Due to the available power transmission capacity, the island energy system has the ease to select the targeted level of self-sufficiency in the power sector. Therefore, the formulated scenarios did not set full self-sufficiency as the strict target; instead, 80.6% was reached with the best scenario consisting of high wind capacity (185 MW) and an electrical energy storage. With the studied approaches, increasing the value would require changes reducing benefits in the existing system design, such as altering material circulation loops to reallocate fuel resources from their current use, replacing existing biomass-based heat production capacity, or underutilizing the power transmission infrastructure. Alternative approaches such as the production of synthetic fuels or hydrogen, or as shown by a previous study, supporting the power sector with vehicle-to-grid discharging, should be consequently focused also in other similar systems, if the primary target is full self-sufficiency.
While the role of biomass CHP has been seen important and considered a cost-effective option to provide system flexibility, the study did not find the technology a favorable investment option in the wind-based energy system. Although the CHP unit would make use of local biomass resources such as forest residues with no other significant use, the investment would not be justified due to low economic feasibility based on the modelling. The annual net profit was shown to be −7.9 M€/a, which was lower than in the business-as-usual scenario (−3.9 M€/a). However, biomass CHP was shown to decrease seasonal dependence on imported electricity, and therefore, to increase the resilience of the system. The results showed power-to-heat as economically the best option for the system (−1.9 M€/a) due to effective utilization of wind power peaks coinciding with district heating demand, allowing powerful sector coupling. With more stringent sustainability criteria for biomass, and lower electricity taxation for the power-to-heat conversion, the solution could become an even more preferable option for the island and other similar systems.

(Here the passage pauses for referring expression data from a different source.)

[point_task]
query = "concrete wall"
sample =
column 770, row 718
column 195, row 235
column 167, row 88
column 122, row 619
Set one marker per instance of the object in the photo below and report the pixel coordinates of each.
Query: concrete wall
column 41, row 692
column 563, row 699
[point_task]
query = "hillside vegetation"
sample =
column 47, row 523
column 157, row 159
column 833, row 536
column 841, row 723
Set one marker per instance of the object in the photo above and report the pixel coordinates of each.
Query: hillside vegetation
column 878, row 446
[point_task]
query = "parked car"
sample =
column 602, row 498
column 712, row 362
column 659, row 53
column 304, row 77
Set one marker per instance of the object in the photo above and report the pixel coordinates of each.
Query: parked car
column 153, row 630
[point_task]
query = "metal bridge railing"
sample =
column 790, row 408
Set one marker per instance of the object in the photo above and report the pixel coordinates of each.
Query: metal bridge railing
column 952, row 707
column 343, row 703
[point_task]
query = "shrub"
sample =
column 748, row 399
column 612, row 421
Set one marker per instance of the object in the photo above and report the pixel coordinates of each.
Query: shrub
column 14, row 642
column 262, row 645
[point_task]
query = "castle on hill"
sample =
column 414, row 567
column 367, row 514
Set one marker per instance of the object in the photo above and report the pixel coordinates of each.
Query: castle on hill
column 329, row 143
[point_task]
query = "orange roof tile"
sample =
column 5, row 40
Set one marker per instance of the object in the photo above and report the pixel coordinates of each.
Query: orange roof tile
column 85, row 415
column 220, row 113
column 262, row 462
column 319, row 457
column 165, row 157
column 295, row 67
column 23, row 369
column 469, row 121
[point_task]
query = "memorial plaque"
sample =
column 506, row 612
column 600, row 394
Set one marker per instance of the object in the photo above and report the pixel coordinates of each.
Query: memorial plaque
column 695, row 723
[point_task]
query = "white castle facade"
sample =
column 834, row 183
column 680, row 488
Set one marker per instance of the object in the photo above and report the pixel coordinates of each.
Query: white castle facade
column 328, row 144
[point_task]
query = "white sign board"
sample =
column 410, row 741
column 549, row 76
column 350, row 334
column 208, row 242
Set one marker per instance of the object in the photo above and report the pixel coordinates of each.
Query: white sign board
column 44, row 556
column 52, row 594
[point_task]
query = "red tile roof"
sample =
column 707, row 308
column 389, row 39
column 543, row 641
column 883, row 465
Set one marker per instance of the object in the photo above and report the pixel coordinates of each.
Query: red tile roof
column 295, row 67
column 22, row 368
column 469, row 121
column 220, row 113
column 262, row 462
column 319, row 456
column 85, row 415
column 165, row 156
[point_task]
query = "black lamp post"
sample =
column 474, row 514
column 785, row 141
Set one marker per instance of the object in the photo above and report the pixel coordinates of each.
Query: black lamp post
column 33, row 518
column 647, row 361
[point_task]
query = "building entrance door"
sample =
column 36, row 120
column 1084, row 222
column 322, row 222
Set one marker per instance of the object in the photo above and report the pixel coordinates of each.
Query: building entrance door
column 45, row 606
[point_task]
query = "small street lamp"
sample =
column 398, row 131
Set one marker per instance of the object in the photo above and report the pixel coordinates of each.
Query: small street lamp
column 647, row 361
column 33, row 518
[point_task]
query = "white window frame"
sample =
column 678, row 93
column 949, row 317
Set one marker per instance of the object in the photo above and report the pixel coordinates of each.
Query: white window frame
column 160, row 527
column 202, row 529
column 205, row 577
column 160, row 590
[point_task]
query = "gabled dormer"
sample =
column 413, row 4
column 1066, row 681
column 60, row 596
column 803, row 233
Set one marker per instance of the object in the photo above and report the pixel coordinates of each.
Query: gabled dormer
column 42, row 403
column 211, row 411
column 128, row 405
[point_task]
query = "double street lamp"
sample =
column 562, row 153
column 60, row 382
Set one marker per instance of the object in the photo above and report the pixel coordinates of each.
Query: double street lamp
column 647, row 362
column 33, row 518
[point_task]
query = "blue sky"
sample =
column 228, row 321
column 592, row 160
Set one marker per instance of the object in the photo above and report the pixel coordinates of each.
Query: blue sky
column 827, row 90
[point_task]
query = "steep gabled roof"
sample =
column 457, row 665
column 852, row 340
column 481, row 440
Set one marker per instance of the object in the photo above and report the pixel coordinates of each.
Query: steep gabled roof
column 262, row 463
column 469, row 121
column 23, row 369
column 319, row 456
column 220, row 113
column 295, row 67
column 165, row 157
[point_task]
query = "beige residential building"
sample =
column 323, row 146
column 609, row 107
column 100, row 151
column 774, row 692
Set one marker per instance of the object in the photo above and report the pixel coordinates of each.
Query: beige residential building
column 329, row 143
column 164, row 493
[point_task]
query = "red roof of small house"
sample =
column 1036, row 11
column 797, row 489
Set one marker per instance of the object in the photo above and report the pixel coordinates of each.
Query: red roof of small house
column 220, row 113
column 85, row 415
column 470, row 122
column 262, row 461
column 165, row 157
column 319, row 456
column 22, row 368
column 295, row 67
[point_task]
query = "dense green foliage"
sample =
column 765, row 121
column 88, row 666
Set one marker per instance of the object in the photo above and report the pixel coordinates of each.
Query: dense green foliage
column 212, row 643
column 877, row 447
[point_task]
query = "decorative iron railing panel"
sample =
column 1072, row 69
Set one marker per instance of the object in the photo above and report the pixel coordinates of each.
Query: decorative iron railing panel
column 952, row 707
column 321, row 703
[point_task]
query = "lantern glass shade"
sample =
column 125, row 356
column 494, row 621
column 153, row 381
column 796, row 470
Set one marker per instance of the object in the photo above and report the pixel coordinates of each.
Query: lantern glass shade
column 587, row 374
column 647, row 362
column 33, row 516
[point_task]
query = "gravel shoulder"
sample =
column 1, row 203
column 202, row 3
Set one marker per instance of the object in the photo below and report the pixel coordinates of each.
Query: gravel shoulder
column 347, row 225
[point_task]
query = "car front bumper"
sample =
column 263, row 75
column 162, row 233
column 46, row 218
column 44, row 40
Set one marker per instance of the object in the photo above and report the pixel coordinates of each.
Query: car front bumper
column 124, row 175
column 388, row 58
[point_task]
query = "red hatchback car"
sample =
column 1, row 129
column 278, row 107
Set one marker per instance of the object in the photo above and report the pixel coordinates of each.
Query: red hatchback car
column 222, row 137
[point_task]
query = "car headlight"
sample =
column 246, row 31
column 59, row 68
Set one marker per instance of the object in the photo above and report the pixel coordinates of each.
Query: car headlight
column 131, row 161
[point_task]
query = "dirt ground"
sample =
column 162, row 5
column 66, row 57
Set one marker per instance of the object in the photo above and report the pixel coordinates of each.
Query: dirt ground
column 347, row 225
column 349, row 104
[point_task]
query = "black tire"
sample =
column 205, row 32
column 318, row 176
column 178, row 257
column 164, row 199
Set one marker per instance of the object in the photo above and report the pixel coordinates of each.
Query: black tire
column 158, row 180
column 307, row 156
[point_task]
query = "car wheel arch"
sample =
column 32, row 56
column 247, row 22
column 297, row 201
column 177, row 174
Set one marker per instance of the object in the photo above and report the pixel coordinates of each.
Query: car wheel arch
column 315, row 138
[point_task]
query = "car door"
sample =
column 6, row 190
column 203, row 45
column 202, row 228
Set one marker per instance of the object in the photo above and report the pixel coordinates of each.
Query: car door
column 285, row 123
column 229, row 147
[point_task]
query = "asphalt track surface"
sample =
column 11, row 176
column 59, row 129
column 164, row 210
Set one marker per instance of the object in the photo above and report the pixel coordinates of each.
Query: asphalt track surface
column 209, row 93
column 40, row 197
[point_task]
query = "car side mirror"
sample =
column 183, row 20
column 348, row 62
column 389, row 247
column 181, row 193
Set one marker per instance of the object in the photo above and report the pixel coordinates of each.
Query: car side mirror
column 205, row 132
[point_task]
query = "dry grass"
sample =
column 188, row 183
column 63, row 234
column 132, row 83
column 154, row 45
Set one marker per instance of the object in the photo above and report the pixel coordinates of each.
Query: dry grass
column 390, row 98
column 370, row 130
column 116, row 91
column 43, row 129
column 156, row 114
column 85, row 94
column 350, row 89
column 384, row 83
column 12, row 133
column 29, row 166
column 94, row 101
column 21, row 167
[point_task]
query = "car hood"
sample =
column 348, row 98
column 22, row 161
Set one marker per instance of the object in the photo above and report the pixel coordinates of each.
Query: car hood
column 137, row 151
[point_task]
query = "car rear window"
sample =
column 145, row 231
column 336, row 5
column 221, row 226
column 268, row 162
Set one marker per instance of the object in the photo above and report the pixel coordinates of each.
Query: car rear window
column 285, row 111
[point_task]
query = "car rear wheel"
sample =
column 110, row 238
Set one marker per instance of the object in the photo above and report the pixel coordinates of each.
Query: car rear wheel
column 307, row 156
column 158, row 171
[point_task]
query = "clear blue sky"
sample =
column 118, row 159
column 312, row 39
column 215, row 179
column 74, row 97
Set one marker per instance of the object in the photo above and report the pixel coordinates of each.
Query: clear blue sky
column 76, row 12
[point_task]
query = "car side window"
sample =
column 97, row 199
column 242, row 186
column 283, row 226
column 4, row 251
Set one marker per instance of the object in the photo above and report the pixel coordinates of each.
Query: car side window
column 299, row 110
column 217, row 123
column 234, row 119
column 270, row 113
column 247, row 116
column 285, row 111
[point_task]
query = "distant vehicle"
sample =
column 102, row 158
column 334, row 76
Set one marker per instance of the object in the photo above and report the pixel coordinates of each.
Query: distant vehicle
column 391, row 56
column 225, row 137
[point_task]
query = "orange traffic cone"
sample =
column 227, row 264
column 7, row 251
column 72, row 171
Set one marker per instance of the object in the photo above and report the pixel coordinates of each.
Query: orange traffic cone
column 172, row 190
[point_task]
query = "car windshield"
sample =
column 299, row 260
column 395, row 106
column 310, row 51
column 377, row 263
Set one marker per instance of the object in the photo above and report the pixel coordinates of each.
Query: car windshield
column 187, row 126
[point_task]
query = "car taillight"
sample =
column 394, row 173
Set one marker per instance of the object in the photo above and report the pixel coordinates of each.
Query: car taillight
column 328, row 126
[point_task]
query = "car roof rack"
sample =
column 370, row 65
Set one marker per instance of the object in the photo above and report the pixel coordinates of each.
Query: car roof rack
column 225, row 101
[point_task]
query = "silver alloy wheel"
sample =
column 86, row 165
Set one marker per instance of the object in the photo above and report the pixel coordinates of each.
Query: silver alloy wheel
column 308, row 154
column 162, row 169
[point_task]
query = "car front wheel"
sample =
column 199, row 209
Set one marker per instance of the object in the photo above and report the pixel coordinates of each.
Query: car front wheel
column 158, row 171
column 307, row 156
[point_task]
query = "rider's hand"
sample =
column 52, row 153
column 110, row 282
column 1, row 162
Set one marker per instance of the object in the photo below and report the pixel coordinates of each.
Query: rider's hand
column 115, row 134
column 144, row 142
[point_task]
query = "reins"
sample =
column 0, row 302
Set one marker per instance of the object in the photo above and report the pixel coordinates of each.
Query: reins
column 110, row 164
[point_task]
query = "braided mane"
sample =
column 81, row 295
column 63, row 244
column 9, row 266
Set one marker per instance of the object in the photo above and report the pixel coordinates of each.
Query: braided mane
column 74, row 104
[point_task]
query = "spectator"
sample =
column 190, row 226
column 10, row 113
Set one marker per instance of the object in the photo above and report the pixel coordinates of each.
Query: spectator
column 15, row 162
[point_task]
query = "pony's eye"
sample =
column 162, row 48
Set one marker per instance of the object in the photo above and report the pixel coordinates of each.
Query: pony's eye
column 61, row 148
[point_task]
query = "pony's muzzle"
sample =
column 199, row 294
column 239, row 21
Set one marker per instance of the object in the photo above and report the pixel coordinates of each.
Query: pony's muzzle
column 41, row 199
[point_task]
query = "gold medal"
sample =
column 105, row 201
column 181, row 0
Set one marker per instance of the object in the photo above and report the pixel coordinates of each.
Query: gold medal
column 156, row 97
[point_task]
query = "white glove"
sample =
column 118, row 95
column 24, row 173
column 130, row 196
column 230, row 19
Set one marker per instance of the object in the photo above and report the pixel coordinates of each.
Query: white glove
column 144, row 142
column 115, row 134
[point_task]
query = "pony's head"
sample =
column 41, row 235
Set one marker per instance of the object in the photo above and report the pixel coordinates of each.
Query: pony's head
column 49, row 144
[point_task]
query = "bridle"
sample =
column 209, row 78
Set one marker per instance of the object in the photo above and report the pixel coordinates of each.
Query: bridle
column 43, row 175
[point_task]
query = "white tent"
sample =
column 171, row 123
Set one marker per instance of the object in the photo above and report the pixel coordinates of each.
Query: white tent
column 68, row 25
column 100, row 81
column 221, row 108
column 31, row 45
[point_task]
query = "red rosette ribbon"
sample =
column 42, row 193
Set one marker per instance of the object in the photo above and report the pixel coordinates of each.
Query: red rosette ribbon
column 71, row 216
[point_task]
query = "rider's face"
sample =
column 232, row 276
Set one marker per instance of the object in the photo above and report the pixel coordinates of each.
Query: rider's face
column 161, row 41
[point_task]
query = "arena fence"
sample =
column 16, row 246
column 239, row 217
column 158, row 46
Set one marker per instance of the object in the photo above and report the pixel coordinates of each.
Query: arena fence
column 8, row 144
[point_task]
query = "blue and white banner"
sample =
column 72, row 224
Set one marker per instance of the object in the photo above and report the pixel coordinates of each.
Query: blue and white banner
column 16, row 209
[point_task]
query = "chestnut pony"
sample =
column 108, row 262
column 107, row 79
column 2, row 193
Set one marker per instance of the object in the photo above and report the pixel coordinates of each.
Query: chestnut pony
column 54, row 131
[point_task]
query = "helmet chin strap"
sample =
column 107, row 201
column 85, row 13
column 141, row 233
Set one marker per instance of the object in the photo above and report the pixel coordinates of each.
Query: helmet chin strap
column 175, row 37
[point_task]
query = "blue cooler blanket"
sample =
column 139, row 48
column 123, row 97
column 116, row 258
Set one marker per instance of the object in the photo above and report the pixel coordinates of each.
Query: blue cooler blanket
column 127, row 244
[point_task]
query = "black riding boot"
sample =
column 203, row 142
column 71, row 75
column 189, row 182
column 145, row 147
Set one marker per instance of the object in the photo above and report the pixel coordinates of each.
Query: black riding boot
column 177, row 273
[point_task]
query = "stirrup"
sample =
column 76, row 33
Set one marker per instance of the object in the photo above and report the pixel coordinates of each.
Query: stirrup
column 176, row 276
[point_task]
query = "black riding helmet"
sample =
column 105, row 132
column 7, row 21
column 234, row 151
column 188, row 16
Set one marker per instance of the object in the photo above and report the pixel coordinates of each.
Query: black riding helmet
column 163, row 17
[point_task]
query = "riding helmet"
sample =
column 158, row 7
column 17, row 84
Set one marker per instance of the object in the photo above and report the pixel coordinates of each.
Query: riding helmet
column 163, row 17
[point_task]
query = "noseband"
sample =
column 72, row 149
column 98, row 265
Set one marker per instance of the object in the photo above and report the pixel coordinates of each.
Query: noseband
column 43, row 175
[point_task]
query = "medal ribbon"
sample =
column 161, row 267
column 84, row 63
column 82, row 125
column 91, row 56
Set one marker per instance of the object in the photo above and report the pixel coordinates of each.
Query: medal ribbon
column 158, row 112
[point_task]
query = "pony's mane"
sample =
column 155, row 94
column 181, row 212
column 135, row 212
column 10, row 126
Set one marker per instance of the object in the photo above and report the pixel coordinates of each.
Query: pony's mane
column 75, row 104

When interpreting the results of this study for other areas, conclusions can be drawn from the relative benefits of the different approaches. However, the local characteristics such as weather conditions and variable renewable energy potential, demand patterns, and the available technology options all influence the results. For further research, several points can be identified. Regarding the simulated system operation, the study included a limited amount of scenarios and sector coupling. A wider range of technology options to provide the heating in an island energy system, at least in a complementary role, could be considered. Examples of such technologies include geothermal energy and solar thermal production. Second, although the developed optimization model was successfully validated against reference data, not all the relevant phenomena were captured by the model. For example, the results of the work could be enhanced by accounting for grid thermal inertia, which could be achieved with dynamic system simulation. Finally, the simulations assumed that imported electricity is available for the island at all times. A strict requirement of temporary capability to island mode operation would be favorable for local dispatchable production such as biomass CHP, but also important from the system resilience perspective, and therefore could be considered in similar future studies.